3. Diverse Set of Promotions Running in Parallel
Another critical factor that breaks forecast accuracy are the complex in-store promotions that are running across multiple brands, products, and categories in parallel. In-store promotions are a great way to boost sales. However, they also trigger demand lifts and demand shifts across categories and within them.
While traditional demand forecasting tools focus on demand lifts in the promoted products, they don’t factor in the demand shifts caused by promoted products in the non-promoted category/products. This leads to overstocking of non-promoted products, while the promoted ones go out-of-stock.
Both situations reduce the promotional gains, leaving retailers grappling with panic ordering and overstocked inventory. Further, the sales in health, beauty, and wellness retail are complex – bundled offers, BOGOs, seasonal offs, etc.
Mapping these demand shifts and lifts to prevent cannibalization is beyond the computational abilities of traditional tools.
How to Break the Vicious Cycle of Stockouts and Overstocks?
Solving the inventory replenishment puzzle requires demand sensing and planning beyond the category level. Since, the demand patterns are always evolving and the health, beauty, and wellness retail segment comes with its unique set of challenges, the solution lies in achieving hyperlocal accuracy with SKU-location-level demand modeling.

Hierarchical ML Forecasting for Rapidly Changing Inventory Mix
Demand forecasting and auto-replenishment frameworks built on hierarchical forecasting address the data challenges and learn from similar categories to model demand accurately. This empowers retailers to forecast demand accurately for each product location and ensure that optimal inventory levels are maintained at all times.
These solutions also come with the in-built functionalities that automatically tune replenishment recommendations as per the new product launches and discontinuations, making replenishment optimization an ongoing process without requiring manual intervention.
Hierarchical Forecasting for Uniform Forecasting Rigor Across All Types of SKUs
As retailers can no longer afford to overlook certain products and categories as they are driving a significant part of revenue, they need solutions that enable them to exercise uniform forecasting rigor for all kinds of products, including the long-tail.

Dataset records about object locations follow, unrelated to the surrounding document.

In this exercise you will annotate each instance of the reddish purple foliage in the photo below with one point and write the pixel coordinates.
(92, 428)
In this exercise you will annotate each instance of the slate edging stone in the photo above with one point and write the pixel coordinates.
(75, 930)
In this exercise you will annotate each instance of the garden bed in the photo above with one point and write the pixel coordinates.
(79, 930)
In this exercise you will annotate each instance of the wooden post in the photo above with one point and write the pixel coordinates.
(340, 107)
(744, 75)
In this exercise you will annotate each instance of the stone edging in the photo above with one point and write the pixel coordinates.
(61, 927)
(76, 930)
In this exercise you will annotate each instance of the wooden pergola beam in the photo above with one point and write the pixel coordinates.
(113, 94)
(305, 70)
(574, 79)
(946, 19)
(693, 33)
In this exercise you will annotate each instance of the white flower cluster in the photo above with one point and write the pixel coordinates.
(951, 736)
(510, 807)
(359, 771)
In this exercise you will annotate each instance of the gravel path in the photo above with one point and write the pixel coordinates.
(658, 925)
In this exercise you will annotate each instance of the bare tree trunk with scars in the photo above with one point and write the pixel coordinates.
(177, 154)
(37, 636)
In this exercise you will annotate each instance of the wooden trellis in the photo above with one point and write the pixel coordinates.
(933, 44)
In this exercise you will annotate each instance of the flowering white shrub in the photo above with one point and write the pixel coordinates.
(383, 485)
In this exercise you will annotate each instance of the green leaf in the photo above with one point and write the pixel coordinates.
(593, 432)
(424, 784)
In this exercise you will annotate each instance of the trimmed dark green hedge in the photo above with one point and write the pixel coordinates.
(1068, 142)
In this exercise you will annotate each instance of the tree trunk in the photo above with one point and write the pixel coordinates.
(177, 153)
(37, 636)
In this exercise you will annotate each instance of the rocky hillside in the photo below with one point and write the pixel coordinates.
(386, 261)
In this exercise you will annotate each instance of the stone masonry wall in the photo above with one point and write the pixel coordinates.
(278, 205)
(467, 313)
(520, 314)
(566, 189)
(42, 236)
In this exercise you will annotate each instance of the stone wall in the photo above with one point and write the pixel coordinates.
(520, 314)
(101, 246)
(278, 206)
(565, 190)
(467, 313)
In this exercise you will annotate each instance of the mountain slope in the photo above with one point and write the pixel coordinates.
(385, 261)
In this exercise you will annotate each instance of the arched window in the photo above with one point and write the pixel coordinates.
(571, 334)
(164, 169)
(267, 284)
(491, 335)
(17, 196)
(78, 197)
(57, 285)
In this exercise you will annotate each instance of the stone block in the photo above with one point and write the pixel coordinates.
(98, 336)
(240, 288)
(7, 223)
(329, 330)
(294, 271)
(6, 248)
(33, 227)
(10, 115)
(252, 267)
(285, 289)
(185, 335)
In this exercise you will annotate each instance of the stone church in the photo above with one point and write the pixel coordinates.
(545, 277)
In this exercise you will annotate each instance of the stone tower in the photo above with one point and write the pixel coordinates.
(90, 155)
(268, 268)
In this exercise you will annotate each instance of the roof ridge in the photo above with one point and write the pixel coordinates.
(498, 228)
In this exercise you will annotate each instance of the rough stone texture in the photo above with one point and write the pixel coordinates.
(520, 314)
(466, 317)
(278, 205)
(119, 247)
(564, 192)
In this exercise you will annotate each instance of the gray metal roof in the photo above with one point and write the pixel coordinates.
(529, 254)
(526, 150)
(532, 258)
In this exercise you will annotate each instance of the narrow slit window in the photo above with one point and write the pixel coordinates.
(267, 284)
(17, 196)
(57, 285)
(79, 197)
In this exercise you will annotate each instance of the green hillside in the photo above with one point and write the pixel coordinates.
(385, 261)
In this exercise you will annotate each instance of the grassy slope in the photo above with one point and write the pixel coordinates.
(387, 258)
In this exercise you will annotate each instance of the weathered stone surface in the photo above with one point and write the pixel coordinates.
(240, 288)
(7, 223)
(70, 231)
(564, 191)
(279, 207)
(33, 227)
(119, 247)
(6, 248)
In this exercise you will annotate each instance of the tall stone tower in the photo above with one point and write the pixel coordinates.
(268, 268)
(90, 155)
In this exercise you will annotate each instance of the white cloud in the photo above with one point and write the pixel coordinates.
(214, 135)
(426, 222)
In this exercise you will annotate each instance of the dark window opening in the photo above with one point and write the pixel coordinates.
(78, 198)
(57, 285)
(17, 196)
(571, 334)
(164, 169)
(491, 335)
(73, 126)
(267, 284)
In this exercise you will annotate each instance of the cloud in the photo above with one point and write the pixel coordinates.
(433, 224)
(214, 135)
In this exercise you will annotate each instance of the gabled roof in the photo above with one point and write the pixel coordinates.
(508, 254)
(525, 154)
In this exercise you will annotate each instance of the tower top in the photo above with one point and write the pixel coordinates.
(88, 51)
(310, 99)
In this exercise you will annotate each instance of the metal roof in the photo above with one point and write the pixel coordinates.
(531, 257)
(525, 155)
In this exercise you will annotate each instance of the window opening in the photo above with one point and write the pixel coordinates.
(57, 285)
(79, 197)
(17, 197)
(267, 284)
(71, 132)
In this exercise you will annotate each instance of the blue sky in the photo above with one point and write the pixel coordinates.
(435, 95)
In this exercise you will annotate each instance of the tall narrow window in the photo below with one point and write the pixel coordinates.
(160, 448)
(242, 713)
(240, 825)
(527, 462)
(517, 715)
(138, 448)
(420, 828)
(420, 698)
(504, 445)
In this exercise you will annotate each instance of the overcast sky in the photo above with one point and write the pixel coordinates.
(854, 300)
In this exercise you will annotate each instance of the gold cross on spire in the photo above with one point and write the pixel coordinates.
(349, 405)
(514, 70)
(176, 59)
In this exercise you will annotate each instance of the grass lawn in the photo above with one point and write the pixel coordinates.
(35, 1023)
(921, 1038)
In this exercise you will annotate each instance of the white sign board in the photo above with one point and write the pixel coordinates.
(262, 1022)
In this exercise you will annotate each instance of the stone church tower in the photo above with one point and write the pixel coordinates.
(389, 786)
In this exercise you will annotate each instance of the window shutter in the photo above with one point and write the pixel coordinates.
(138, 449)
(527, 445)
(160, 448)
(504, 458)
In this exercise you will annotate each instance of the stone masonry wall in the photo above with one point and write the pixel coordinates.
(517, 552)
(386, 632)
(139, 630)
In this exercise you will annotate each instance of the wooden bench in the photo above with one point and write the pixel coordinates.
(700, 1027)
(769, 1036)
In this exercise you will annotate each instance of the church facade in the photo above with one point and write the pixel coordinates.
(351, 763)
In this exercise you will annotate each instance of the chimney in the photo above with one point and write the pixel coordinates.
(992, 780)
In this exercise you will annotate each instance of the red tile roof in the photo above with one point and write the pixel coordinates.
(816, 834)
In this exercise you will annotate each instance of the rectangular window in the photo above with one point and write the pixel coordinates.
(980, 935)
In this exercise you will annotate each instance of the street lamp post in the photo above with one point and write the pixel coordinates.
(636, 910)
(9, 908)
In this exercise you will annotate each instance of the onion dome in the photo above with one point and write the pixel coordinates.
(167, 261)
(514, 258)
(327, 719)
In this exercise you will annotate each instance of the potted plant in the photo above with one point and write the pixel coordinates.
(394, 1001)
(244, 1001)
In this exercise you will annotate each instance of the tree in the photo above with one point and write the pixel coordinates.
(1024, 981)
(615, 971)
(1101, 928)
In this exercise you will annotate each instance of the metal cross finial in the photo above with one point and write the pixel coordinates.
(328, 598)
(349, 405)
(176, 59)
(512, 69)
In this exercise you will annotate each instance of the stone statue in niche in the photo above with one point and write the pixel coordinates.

Auto-replenishment solutions with hierarchical forecasting capabilities model demand for millions for the SKU-store location combinations for each SKU type, while factoring in complex and unlimited number of demand predictors. Thus, the replenishment recommendations generated by the solutions are extremely reliable, accurate, and prevent revenue erosion.
Dynamic Demand Balancing During In-Store Promotions
Another powerful benefit of demand forecasting and auto-replenishment solutions is promotion-specific forecast modeling. It treats each bulk-buy offer as a distinct feature, capturing its unique cannibalization or growth effects on category demand.
Thus, the replenishment recommendations are generated keeping all types of in-store promotions in mind, ensuring that the demand shifts and demand lifts across all promotions are factored in.
So, retailers can always order the high-demand items without risking out-of-stock as well as overstock of non-promoted items. This automatic inventory recalibration empowers retailers to keep their promotional revenue intact without risking stock imbalances.
Accurate demand forecasting via cutting-edge AI capabilities is no longer a nice-to-have, especially in rapidly evolving retail segments like health, beauty and wellness. It paves the way for optimal replenishment, operational excellence, reduced wastage and minimizes the vulnerability to markdowns and capital lock-ins. With infallible accuracy and extremely exhaustive planning capabilities, it is definitely the way forward for the entire segment.